The assignment from my daughter's second-grade teacher was for parents to do a presentation about a foreign country.  We were responsible for Scotland Day.

Well, having studied in Scotland one summer during college, what I remembered most vividly about Scotland was bagpipe music.  They literally broke out the bagpipe to welcome...lunch.

Deciding that we needed a bagpipe for the big Scotland Day presentation, but not knowing any bagpipers, I asked one morning on Lite Rock if anyone could suggest a good bagpipe player.  I wasn't very optimistic, though.  It didn't seem like the kind of request that would bring much response.

Was I ever wrong!

People called and e-mailed for days with names of bagpipe players they knew or friends knew or friends of friends knew.

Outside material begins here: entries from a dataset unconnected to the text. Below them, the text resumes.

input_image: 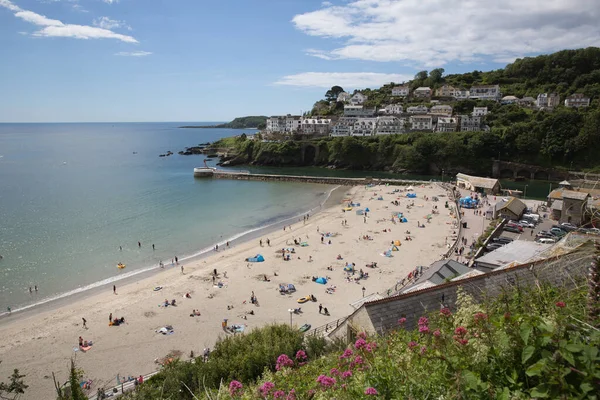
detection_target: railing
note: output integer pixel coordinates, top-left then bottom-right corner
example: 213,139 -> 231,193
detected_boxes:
305,316 -> 348,336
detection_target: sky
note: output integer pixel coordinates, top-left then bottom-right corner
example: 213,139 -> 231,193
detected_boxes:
0,0 -> 600,122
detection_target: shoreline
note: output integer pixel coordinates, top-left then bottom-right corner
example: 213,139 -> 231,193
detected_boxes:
0,185 -> 349,327
0,185 -> 454,399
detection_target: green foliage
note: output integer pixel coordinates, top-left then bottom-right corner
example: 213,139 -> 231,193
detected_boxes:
0,361 -> 29,399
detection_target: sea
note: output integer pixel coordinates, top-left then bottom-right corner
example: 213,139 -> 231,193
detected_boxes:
0,122 -> 333,315
0,122 -> 553,317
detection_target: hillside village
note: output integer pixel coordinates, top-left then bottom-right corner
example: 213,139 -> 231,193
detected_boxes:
265,84 -> 591,137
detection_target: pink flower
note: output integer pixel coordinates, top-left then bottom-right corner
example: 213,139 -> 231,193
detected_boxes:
454,326 -> 467,336
275,354 -> 294,371
296,350 -> 306,361
340,349 -> 354,360
365,388 -> 378,396
317,375 -> 336,388
258,382 -> 275,397
229,381 -> 243,397
440,307 -> 452,317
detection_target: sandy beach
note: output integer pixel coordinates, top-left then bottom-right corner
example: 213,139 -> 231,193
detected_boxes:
0,185 -> 454,399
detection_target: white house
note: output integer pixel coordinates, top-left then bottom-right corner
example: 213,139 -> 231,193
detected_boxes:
392,85 -> 410,97
384,104 -> 404,114
406,106 -> 429,114
471,107 -> 488,117
565,93 -> 590,108
429,104 -> 452,116
413,86 -> 431,98
337,92 -> 352,103
460,115 -> 481,132
344,105 -> 375,117
409,115 -> 433,131
350,118 -> 377,136
301,118 -> 331,136
536,93 -> 560,108
330,117 -> 358,136
350,92 -> 368,105
376,116 -> 406,135
436,117 -> 458,132
469,85 -> 502,101
454,88 -> 470,100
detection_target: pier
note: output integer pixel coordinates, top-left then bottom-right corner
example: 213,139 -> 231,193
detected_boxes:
207,169 -> 431,186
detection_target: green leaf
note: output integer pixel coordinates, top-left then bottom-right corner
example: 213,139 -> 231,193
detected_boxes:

Eventually, these suggestions lead to me calling Jeff McNeil, a retire Egg Harbor Township teacher, and, more importantly, a hell of a bagpipe player!

Jeff agreed to be my bagpipe player and also offered to teach the class some of the fundamentals of bagpiping and how it came to be such a part of Scottish life.

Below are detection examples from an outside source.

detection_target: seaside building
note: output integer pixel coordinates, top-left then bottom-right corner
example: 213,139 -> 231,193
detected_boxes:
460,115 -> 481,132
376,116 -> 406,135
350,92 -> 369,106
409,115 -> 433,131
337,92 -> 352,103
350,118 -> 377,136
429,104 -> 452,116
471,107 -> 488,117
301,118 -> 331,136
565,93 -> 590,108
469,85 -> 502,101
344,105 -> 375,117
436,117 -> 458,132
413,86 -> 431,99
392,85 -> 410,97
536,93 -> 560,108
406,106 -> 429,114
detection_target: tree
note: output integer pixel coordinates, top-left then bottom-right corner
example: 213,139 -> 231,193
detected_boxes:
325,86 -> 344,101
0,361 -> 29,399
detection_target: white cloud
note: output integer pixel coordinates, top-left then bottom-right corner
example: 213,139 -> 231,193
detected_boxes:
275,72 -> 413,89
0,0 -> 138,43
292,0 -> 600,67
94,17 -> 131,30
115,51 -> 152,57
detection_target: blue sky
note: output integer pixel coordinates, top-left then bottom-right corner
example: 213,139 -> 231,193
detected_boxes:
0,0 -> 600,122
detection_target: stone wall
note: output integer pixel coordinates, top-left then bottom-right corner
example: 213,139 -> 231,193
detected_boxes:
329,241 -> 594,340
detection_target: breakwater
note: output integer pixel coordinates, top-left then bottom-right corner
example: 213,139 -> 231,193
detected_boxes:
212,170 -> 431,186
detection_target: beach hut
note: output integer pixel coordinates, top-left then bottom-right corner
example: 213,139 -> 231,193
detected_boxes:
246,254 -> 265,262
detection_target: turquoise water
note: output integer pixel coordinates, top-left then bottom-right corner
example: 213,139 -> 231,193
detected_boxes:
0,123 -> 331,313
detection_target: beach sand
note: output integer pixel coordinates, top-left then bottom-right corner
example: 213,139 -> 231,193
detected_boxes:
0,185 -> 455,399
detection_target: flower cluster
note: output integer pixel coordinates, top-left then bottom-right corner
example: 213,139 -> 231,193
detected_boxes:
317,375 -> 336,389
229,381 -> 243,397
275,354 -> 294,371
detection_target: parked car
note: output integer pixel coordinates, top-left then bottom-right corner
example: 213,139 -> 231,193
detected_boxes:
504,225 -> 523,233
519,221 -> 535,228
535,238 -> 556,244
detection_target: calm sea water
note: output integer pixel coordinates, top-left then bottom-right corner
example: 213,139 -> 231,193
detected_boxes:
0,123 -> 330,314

One of the points on history Jeff raised was that bagpipers once lead Scottish troops in to battle. The sound of the pipes seemed to somehow unnerve the enemy.  At least that's what Jeff said. I can believe it, too. If a bagpiper snuck up behind me in the olden days in Scotland and started playing just before a battle, I would probably have made a mess of my kilt.

Well, one thing lead to another, and we decided to have Jeff the bagpiper lead the students from my daughters' class around the school as the culmination of Scotland Day.